The game overall appears just as broad and eminently explorable as its predecessors. You can navigate the islands driving all manner of vehicles and boats, hang-gliding, and even zip-lining from high altitudes. Moving at breakneck speeds can cause LOD pop-in on 360, which I mainly notice when the game rapidly pans around Hook Island to highlight missions. However, the geometric draw distance is very impressive, and allows players to see for miles ahead while standing at hilltop peaks.

With all the attention to visual flair in this latest entry, I hoped Ubisoft would rise to the challenge of mirroring some features promoted in Crytek's standard-bearing CryEngine 3. I would have liked to have imitations of that engine's destruction physics, in particular, such as the effect of palm trees splitting at specific points when shot, or even buildings that dismantle when you run through them with a vehicle. Instead, most objects and trees are entirely static to the touch, shot or swipe. There are some Havok-style physics on minor objects in the villages, but almost every other object is rooted firmly in place - a little at odds with the scope of the rest of the game.

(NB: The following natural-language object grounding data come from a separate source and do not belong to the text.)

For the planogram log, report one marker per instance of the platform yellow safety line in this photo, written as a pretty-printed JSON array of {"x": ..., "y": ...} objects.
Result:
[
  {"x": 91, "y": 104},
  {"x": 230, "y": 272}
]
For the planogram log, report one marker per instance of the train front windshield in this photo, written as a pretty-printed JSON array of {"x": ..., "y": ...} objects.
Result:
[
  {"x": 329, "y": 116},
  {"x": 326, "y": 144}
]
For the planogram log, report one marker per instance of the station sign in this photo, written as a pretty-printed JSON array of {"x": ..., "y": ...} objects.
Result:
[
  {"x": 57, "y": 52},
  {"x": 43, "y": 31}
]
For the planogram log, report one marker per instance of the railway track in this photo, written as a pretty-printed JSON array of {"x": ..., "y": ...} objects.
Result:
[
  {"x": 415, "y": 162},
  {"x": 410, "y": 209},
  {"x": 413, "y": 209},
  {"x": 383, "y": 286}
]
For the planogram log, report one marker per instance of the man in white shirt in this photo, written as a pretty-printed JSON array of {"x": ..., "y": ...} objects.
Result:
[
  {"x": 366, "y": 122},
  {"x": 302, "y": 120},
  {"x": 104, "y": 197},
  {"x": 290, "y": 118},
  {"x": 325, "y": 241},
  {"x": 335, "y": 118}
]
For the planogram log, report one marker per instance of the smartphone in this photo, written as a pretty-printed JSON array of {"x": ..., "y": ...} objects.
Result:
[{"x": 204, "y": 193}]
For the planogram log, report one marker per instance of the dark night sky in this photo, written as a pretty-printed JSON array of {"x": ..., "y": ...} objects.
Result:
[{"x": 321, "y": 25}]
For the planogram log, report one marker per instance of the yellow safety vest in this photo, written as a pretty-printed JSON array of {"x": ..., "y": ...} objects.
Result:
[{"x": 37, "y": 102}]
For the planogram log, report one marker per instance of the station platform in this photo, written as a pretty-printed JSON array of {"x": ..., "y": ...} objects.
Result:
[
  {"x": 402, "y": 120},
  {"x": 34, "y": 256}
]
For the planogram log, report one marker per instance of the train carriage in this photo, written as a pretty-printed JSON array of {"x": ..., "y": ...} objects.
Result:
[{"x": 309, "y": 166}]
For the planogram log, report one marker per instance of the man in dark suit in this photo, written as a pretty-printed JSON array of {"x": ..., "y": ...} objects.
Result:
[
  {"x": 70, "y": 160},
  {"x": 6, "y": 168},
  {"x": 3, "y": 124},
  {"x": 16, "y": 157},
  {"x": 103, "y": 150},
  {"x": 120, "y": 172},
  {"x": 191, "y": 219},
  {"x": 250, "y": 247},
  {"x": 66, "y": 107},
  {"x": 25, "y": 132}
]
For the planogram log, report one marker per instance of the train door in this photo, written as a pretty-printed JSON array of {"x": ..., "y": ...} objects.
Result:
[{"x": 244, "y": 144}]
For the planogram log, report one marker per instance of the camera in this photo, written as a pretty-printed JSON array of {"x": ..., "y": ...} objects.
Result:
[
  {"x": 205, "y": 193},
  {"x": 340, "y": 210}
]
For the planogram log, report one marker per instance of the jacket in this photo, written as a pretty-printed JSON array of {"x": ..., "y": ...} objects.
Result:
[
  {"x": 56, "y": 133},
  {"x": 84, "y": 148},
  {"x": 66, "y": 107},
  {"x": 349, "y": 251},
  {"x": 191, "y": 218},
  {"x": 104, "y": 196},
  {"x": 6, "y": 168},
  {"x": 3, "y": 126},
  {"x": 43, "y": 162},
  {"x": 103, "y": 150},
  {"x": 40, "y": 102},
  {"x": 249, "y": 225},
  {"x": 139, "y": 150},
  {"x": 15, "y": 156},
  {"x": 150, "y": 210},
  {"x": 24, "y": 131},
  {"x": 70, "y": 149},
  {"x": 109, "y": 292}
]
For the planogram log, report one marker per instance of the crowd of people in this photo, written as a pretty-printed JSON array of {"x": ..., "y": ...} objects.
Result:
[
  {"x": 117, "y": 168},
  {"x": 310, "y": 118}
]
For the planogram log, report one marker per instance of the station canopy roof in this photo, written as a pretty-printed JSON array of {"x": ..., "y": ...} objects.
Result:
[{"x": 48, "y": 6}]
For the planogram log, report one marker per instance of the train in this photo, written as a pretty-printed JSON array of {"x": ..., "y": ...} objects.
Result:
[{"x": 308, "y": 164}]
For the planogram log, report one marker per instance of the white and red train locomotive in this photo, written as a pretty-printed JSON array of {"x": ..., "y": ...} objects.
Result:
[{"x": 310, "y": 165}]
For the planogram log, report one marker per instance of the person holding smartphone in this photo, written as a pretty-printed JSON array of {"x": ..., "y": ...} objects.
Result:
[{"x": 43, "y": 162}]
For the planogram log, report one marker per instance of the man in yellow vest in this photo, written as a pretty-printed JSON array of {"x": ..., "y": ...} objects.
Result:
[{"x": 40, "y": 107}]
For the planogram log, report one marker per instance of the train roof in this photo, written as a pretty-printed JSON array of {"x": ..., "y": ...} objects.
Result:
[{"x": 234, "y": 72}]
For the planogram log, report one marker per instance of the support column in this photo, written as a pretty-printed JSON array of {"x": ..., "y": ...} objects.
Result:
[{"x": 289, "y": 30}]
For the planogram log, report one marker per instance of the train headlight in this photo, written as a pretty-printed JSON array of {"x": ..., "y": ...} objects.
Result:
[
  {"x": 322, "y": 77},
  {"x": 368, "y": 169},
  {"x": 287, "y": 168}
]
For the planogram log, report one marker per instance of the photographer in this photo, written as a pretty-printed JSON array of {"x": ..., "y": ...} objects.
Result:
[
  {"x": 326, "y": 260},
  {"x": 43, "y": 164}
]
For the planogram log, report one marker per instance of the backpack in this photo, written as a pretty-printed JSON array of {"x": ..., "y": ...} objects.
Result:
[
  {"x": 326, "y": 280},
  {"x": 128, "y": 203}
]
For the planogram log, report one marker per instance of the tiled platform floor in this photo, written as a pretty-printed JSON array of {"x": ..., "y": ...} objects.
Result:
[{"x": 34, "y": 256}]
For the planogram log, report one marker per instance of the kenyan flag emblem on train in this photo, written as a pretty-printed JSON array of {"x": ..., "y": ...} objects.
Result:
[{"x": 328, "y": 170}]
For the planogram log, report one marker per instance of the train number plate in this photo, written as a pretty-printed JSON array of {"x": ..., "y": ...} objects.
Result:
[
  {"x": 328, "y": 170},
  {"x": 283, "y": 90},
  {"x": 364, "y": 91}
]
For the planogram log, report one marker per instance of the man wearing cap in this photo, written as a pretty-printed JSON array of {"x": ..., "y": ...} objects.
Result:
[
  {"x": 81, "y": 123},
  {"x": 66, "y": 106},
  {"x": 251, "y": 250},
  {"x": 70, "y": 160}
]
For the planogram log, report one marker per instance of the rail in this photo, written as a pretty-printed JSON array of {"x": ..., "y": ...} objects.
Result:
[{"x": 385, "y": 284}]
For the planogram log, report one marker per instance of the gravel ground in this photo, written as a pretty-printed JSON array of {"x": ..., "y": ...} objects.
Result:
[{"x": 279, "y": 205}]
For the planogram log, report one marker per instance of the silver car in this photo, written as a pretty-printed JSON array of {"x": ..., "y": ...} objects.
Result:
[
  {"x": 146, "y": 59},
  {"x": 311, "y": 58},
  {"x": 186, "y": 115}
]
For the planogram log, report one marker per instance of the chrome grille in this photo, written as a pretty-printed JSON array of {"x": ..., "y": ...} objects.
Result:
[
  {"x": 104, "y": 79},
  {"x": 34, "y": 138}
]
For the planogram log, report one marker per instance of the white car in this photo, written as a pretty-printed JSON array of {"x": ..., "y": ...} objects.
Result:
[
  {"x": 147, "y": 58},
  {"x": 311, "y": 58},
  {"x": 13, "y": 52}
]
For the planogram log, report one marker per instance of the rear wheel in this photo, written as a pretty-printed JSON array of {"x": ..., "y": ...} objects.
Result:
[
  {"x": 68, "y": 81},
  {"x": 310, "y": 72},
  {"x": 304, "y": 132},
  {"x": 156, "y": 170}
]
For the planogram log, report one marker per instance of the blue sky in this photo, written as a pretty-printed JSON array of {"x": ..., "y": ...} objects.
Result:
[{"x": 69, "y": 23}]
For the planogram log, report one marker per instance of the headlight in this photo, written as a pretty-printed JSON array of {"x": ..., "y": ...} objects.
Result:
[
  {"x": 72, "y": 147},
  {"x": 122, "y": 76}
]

All in all, it's a relief that Far Cry 3 appears set to continue the tradition of the big, beautiful, sandbox FPS, especially given Crytek's eagerness to move its own Crysis titles towards a more urban and ultimately linear setting. I can't help feel that Crytek still has command over the more accomplished technology for this style of freeform jungle action, but if all the optimisations go to plan for the final release, Ubisoft should have tapped enough Caribbean spice into its game's characters and systems to leave a succulent aftertaste regardless.